We introduce PaSa, an advanced Paper Search agent powered by large language models. PaSa can autonomously make a series of decisions, including invoking search tools, reading papers, and selecting relevant references, to ultimately obtain comprehensive and accurate results for complex scholarly queries. We optimize PaSa using reinforcement learning with a synthetic dataset, AutoScholarQuery, which includes 35k fine-grained academic queries and corresponding papers sourced from top-tier AI conference publications.
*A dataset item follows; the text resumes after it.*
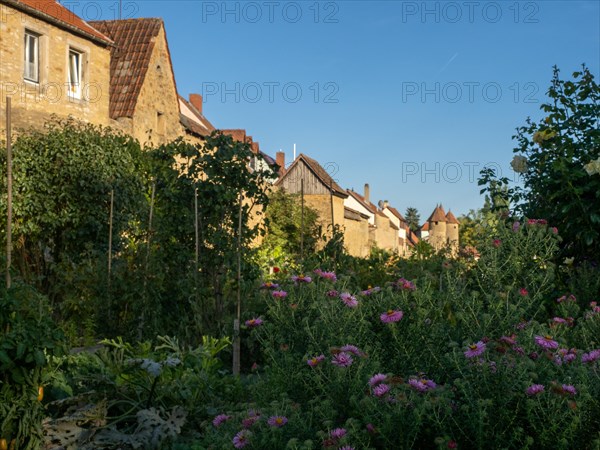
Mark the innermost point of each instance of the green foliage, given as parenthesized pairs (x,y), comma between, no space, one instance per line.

Additionally, we develop RealScholarQuery, a benchmark collecting real-world academic queries to assess PaSa performance in more realistic scenarios. Despite being trained on synthetic data, PaSa significantly outperforms existing baselines on RealScholarQuery, including Google, Google Scholar, Google with GPT-4 for paraphrased queries, chatGPT (search-enabled GPT-4o), GPT-o1, and PaSa-GPT-4o (PaSa implemented by prompting GPT-4o). Notably, PaSa-7B surpasses the best Google-based baseline, Google with GPT-4o, by 37.78% in recall@20 and 39.90% in recall@50. It also exceeds PaSa-GPT-4o by 30.36% in recall and 4.25% in precision.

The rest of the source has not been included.